Trust is the foundation of everything good your organization wants to keep and grow - from customers, to employees, to donors. In fact, trust can become your organization’s competitive advantage.
Consider that:
Companies that consistently earn high trust among their customers outperform the S&P 500 by as much as 30-50%.
Organizations with high leadership trust have some of the highest rates of employee engagement and retention. And, the margins are small – turnover rises when leaders lose even a little bit of trust with their people.
Social donors say trust is the most important factor influencing their decision to give. Losing trust is costly: 92% of donors who say they lost trust in a nonprofit never supported it again.
While most leaders tell us that trust is important, we rarely see it on Key Performance Indicator (KPI) dashboards. Trust can be complex and nuanced to measure - but it doesn’t have to be.
One thing your organization could do right now to improve trust is to define it, together.
Here’s how one client tackled it.
First, the CEO of this medium-sized nonprofit shared at an all-staff meeting that as an organization, they were going to prioritize talking about trust, and invited everyone to get curious about it. Each employee was asked to think about two questions: Whose trust is important to us? How do we show it? Over the next few weeks at department-level meetings, each department leader invited their team members to contribute their ideas, which they captured on a Miro board and refined together.
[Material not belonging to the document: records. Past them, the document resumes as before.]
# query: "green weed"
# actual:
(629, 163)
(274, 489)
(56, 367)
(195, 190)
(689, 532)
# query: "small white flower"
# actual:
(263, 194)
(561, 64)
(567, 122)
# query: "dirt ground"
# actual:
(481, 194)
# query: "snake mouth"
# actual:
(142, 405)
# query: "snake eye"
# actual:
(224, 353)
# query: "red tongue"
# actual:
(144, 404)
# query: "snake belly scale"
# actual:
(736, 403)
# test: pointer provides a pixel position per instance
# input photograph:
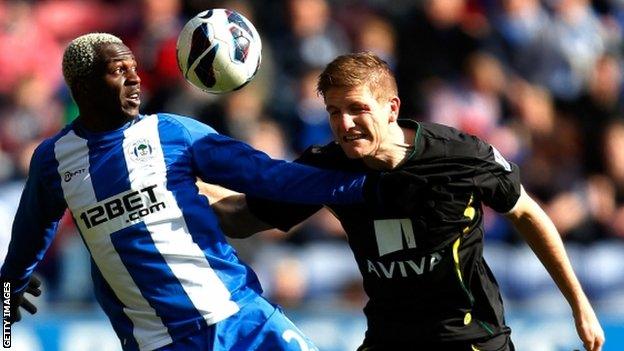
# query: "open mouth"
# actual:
(134, 99)
(348, 138)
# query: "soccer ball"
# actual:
(219, 51)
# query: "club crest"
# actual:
(141, 151)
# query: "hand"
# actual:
(19, 300)
(588, 328)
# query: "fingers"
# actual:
(33, 286)
(28, 306)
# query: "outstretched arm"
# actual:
(235, 219)
(544, 239)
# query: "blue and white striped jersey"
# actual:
(160, 263)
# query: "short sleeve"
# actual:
(497, 180)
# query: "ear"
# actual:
(395, 105)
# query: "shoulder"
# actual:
(46, 149)
(325, 156)
(187, 125)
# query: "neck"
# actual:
(394, 149)
(96, 123)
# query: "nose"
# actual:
(133, 77)
(346, 121)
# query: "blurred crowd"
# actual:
(540, 80)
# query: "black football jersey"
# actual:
(423, 270)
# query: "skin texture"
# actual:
(110, 96)
(541, 235)
(366, 127)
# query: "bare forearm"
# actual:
(543, 238)
(235, 219)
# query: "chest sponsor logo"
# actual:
(141, 150)
(134, 205)
(393, 235)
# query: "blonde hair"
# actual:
(351, 70)
(81, 54)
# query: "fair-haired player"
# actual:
(428, 284)
(162, 269)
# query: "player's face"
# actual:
(117, 86)
(358, 120)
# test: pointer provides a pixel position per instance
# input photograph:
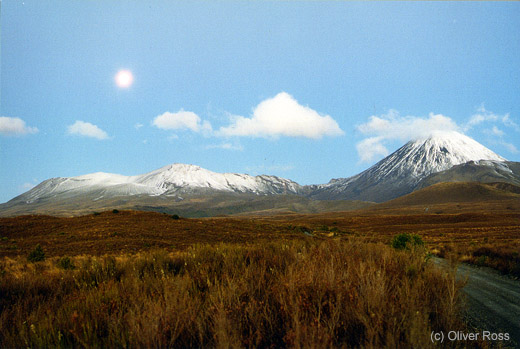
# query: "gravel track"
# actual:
(493, 300)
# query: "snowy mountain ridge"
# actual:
(168, 180)
(399, 173)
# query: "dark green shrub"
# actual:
(66, 263)
(406, 241)
(37, 254)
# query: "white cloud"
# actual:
(484, 115)
(371, 148)
(495, 131)
(226, 146)
(510, 147)
(87, 129)
(14, 126)
(282, 115)
(182, 120)
(393, 126)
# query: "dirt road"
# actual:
(493, 301)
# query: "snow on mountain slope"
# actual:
(399, 173)
(181, 176)
(168, 180)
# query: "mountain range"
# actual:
(192, 190)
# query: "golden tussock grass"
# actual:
(282, 294)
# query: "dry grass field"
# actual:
(130, 278)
Once all the departments had submitted their Miro board, the leadership team looked at them together, discussed, and created a blended board, which they then presented at the next all-staff meeting.
Because eating lunch together on in-office days is a part of the organization's culture, they created a poster size version of this board they hung in the main lunchroom and placed ample colored markers nearby - inviting people to add and iterate on it over time. As a result, people said the idea of “trust” became less abstract and they felt they were on the same page with each other about what trust looks like and means to what they do, even as their ideas evolved.
We’ve seen business teams tackle this similarly but from different angles. In one case, a team leader invited their remote team to get curious about In what areas of operations do we need our customers to trust us? What does it look like if we’re earning it? Through online collaboration, they came up with a list of three key areas of operations that demanded customer trust (payments, data security, compliance), and arrived at a list of 2-3 indicators of trust in each of those areas.
Measurement can come later. Improving trust to improve performance is the goal. But working together first simply to define trust has the benefit of getting everyone thinking about how they contribute to it, no matter their role. And that's a great place to start.